Although it may be the last thing you feel like doing, I always advise my clients to try hard to maintain their social contact with the people around them. There is very strong evidence that social contact is good for your health and well-being, it maintains your social support network and it helps reduce those feeling of loneliness, sadness and despair which maintain the depression.

Tackling inactivity by setting goals

When we are depressed we often feel that we cannot be bothered with day-to-day tasks and we withdraw from leisure activities that we used to enjoy. This reduction in activity nearly always makes the symptoms of depression worsen, consequently the depressed person becomes even more inactive and so a vicious circle develops.
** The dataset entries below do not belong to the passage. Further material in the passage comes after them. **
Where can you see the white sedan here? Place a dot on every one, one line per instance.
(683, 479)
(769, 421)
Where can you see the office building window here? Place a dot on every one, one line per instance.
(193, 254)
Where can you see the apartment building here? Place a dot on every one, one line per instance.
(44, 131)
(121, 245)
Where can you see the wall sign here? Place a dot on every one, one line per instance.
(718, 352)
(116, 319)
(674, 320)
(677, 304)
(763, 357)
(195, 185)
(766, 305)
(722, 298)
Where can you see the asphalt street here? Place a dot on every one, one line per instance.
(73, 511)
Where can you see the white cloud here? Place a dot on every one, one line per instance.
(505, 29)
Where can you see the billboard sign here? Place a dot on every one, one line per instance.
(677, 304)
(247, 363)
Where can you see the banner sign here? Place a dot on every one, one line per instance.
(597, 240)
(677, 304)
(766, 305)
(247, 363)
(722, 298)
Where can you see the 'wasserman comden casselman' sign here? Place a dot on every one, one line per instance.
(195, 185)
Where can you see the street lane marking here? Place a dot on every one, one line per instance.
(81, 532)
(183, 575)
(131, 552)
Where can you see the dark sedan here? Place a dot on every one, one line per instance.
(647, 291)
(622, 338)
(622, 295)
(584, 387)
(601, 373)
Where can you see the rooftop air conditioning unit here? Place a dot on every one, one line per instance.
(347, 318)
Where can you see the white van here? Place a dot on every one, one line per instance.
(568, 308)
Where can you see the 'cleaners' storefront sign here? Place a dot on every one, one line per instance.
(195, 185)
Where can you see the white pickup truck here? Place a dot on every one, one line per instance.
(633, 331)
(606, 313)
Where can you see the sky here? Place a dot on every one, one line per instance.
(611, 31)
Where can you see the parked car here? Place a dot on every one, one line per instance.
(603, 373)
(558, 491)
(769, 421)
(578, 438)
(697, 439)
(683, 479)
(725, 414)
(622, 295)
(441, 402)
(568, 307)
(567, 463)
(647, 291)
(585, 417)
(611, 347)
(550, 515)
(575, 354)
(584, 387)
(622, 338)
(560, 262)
I work with my clients to set realistic goals that will help them gradually return to normal activity. To begin with these goals might be getting out of bed and dressed by certain time of the day, doing a household chore or going for a 15 minute walk. The goals will become more challenging as the symptoms of the depression start to reduce and the client begins to return to normal health. I recommend that my clients keep a diary of their goals and activities so that they can see their progress and be encouraged by it. This helps to create a virtuous circle: activity – symptoms reduce – more activity - symptoms reduce further, and so on.